The final fitting was like a reunion with my mother and bridesmaids learning how to dress me. Gwen had only days before finishing and could be seen pulling out a stiff thread in the braid trimming for my intricate embroidered sleeves with a tweezer!
She gave me a photo book , shot by shot how to lace the 18th century corset, put on the panier, the series of skirts and then robe, how to tie up the sackback for dancing or walking about as (it was a long train) She patiently instructed my mom and best friends how to get me in and out of the dress until everyone had it down pat.
But this was the first fitting with shoes and over night she adjust the entire hem so it was perfect....walking down the steps of the chateau in the Loire valley with my father, i understood how perfect the hem was just low enough seem it touched the ground, but it did not and just high enough that it would not need picking up when I walked...do not underestimate a perfect hem!) She also added (again overnight as I had barely 48 hours in London before heading to France to the chateau) decorations to my shoes using materials from my dress so they would match perfectly.
The dress was such an important part of the wedding and the process, friends would ask not how are the plans coming , or what chateau or country did we pick ( yes we changed not just venues but countries.... from Isle of Skye to the Loire Valley) but how was THE dress coming along? The dress was a masterpiece... the venue had to be too.
The dress was more than I dreamt. the experience of wearing it was transforming, I felt regal and transported. it created perfectly the 18th century silhouette i wanted ( and yes i could breathe comfortably thanks to Gwen always making sure I was comfortable) and posture. the sackback (which I had not always been sure of) made me feel incredibly majestic.
The ritual of dressing in the many steps required of a historical 18th century gown was a beautiful element of preparing for me and my bridesmaids and my mum...everything about the dress and the dressing truly created the atmosphere of 18th century wedding I had worked for two years to plan. My husband nearly cried he was so happy when he saw where years of debates over damasks and sackbacks and corsets had resulted in this stunning creation.
A journalist I work had attended a fitting and interviewed Gwen. She said she saw her work with brides as being an interpreter of dreams....whatever the dream...

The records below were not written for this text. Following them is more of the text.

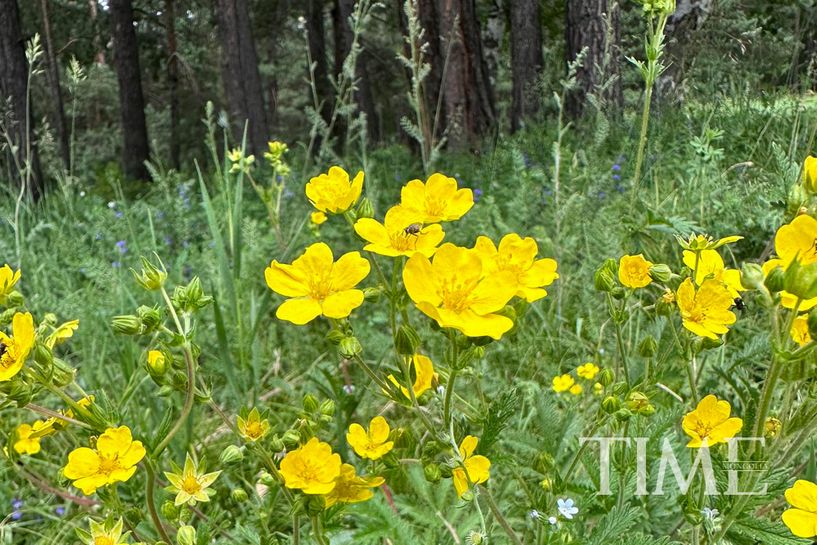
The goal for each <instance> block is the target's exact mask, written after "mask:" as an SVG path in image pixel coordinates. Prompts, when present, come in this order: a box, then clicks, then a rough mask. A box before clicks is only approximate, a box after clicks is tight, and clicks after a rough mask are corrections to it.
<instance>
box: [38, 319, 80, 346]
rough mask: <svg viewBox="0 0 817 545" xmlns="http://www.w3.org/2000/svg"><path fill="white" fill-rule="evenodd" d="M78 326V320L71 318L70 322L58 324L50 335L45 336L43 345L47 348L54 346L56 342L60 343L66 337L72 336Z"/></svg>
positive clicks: (65, 338) (56, 344)
mask: <svg viewBox="0 0 817 545" xmlns="http://www.w3.org/2000/svg"><path fill="white" fill-rule="evenodd" d="M78 327H79V320H71V321H70V322H65V323H64V324H62V325H60V326H59V327H58V328H56V329H55V330H54V331H53V333H51V335H49V336H48V337H46V339H45V345H46V346H47V347H48V348H54V347H55V346H56V345H58V344H62V343H63V342H65V341H66V340H67V339H70V338H71V337H73V336H74V331H76V330H77V328H78Z"/></svg>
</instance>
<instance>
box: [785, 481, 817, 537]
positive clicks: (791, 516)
mask: <svg viewBox="0 0 817 545" xmlns="http://www.w3.org/2000/svg"><path fill="white" fill-rule="evenodd" d="M786 501H787V502H789V504H790V505H791V507H790V508H789V509H786V510H785V511H783V523H784V524H785V525H786V526H788V527H789V530H791V533H793V534H794V535H796V536H797V537H804V538H811V537H814V536H817V484H814V483H812V482H809V481H804V480H802V479H799V480H797V481H796V482H795V483H794V486H792V487H791V488H789V489H788V490H786Z"/></svg>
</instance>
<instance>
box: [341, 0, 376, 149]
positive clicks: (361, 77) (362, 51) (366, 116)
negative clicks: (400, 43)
mask: <svg viewBox="0 0 817 545" xmlns="http://www.w3.org/2000/svg"><path fill="white" fill-rule="evenodd" d="M354 11H355V0H335V8H334V11H333V18H334V24H335V74H336V76H338V75H340V74H341V72H342V71H343V62H344V61H345V60H346V57H347V56H348V55H349V52H350V51H351V50H352V41H353V40H354V31H353V30H352V27H351V26H350V24H349V17H350V16H351V15H352V14H353V13H354ZM359 39H360V37H358V40H359ZM355 80H356V81H355V85H356V87H357V89H356V91H355V96H354V99H355V103H356V104H357V108H358V111H359V112H361V113H363V114H365V115H366V127H367V131H368V136H369V140H370V141H373V142H377V141H379V140H380V119H379V117H378V115H377V110H376V109H375V103H374V95H373V93H372V87H371V82H370V80H369V70H368V68H367V62H366V50H365V48H364V49H363V50H362V51H361V52H360V54H359V55H358V57H357V59H356V63H355Z"/></svg>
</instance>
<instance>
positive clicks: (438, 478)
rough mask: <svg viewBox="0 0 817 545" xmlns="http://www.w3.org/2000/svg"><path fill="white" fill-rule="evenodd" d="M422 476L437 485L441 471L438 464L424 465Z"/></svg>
mask: <svg viewBox="0 0 817 545" xmlns="http://www.w3.org/2000/svg"><path fill="white" fill-rule="evenodd" d="M423 475H424V476H425V478H426V480H427V481H428V482H430V483H438V482H440V479H441V478H442V470H440V464H426V465H425V466H423Z"/></svg>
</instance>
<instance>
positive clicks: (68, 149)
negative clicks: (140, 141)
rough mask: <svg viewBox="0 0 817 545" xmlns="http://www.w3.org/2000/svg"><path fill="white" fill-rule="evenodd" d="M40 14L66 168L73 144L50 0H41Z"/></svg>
mask: <svg viewBox="0 0 817 545" xmlns="http://www.w3.org/2000/svg"><path fill="white" fill-rule="evenodd" d="M40 15H41V16H42V18H43V37H44V38H45V40H44V41H45V58H46V61H47V66H46V68H47V70H46V74H47V77H48V86H49V88H50V90H51V99H52V100H53V102H54V104H53V106H54V120H55V123H54V126H55V127H56V129H57V138H58V139H59V144H60V156H61V157H62V162H63V165H64V166H65V169H66V170H70V168H71V145H70V135H69V134H68V128H67V124H66V122H65V106H64V105H63V100H62V88H61V87H60V68H59V63H58V62H57V55H56V53H55V52H54V42H53V39H52V37H51V17H50V16H49V14H48V0H40Z"/></svg>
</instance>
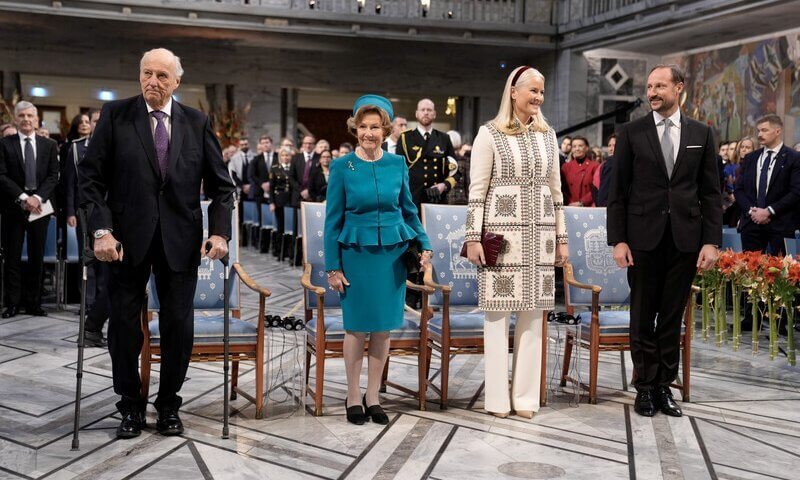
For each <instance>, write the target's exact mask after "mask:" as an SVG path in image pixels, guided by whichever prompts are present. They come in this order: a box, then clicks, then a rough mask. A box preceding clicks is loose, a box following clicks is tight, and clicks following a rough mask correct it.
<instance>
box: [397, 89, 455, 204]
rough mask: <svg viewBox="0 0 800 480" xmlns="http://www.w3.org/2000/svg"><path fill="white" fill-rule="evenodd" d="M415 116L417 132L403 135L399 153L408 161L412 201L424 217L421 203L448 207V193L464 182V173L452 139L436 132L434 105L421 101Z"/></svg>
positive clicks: (408, 132) (401, 133)
mask: <svg viewBox="0 0 800 480" xmlns="http://www.w3.org/2000/svg"><path fill="white" fill-rule="evenodd" d="M415 116H416V118H417V124H418V125H417V128H415V129H414V130H406V131H405V132H403V133H401V134H400V140H399V141H398V142H397V149H396V153H397V155H400V156H401V157H405V159H406V165H408V186H409V188H410V189H411V198H412V199H413V200H414V204H415V205H416V206H417V209H418V210H419V212H420V213H421V212H422V209H421V208H420V204H421V203H447V193H448V192H449V191H450V190H451V189H452V188H453V187H454V186H455V185H456V183H458V181H459V180H460V179H461V173H460V172H459V171H458V162H457V161H456V159H455V157H456V153H455V151H454V150H453V143H452V142H451V141H450V137H449V136H448V135H447V134H446V133H444V132H441V131H439V130H436V129H435V128H433V121H434V120H435V119H436V108H435V106H434V104H433V102H432V101H431V100H430V99H427V98H423V99H422V100H420V101H419V102H418V103H417V111H416V112H415Z"/></svg>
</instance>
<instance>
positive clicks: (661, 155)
mask: <svg viewBox="0 0 800 480" xmlns="http://www.w3.org/2000/svg"><path fill="white" fill-rule="evenodd" d="M683 86H684V74H683V72H682V71H681V69H680V68H679V67H678V66H676V65H658V66H656V67H655V68H653V70H651V72H650V75H649V76H648V79H647V98H648V100H649V102H650V107H651V108H652V109H653V112H652V114H650V115H645V116H644V117H642V118H639V119H637V120H634V121H632V122H629V123H626V124H625V125H622V126H621V127H620V128H619V130H618V131H617V144H616V150H615V152H614V159H615V163H614V168H613V169H612V177H611V187H610V189H609V198H608V243H609V244H610V245H613V246H614V260H615V261H616V262H617V265H618V266H619V267H620V268H626V267H627V268H628V282H629V283H630V286H631V324H630V342H631V358H632V359H633V366H634V368H635V370H636V380H635V387H636V390H637V395H636V402H635V404H634V409H635V411H636V412H637V413H638V414H640V415H643V416H653V415H654V414H655V413H656V409H660V410H661V411H662V412H663V413H665V414H667V415H672V416H680V415H681V414H682V412H681V409H680V407H679V406H678V404H677V403H676V402H675V401H674V400H673V398H672V393H671V392H670V389H669V386H670V384H671V383H672V382H673V381H674V380H675V378H676V377H677V374H678V364H679V361H680V333H681V321H682V317H683V310H684V307H685V306H686V300H687V299H688V297H689V291H690V289H691V285H692V279H693V278H694V276H695V273H696V271H697V269H698V268H703V269H708V268H711V267H712V266H713V265H714V263H715V262H716V259H717V256H718V250H717V248H718V246H719V244H720V242H721V241H722V206H721V202H720V184H719V175H718V173H717V160H716V151H715V144H714V138H713V134H712V132H711V128H710V127H708V126H707V125H704V124H702V123H699V122H696V121H694V120H690V119H688V118H686V116H685V115H683V114H682V113H681V111H680V105H679V103H678V99H679V98H680V94H681V92H682V91H683ZM656 317H657V318H658V321H657V322H656Z"/></svg>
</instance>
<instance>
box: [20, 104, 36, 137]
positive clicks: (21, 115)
mask: <svg viewBox="0 0 800 480" xmlns="http://www.w3.org/2000/svg"><path fill="white" fill-rule="evenodd" d="M14 121H15V123H16V124H17V130H19V133H21V134H23V135H25V136H30V134H32V133H33V132H34V130H36V128H37V127H38V126H39V116H38V115H37V114H36V110H34V109H33V108H25V109H23V110H20V111H19V113H18V114H17V115H16V117H14Z"/></svg>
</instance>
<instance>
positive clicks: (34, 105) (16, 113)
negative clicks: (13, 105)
mask: <svg viewBox="0 0 800 480" xmlns="http://www.w3.org/2000/svg"><path fill="white" fill-rule="evenodd" d="M29 108H32V109H33V114H34V115H39V110H37V109H36V105H34V104H32V103H31V102H26V101H25V100H21V101H19V102H17V104H16V105H14V116H15V117H16V116H17V115H19V112H21V111H23V110H27V109H29Z"/></svg>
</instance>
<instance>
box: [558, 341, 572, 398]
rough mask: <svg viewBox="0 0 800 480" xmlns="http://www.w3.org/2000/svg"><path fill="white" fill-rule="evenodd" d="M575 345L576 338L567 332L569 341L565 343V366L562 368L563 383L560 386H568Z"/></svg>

“When I met Claire Scoville - an artist based in Venice, Italy and New York - it was as Bridesmaid for Katherine Johnstone, one of my previous Brides. Claire came along to Katherine’s last fitting and loved the quality of my creations as well as the way I work.
Two years later Claire came to me with a request to design her own wedding gown; as an artist herself she had a lot of ideas but we eventually honed into the one image she liked - the wedding gown that Julie Andrews wore in the film ‘The Sound of Music’. Using that as a design base we played around with a few options and came up with a unique gown and coat ensemble. Once the toile was made Claire came for her first fitting and there decided that she was not as keen on the coat. She wanted a little more movement and so I promptly removed the bodice and sleeves, created an overskirt of organza with a train, and added straps to the dress. We were both so pleased with the end result, as she had a very ethereal gown for her ceremony and photos, as well as an edgy structured gown for the evening activities. It turned out to be the best of both worlds and exactly what she was looking for.”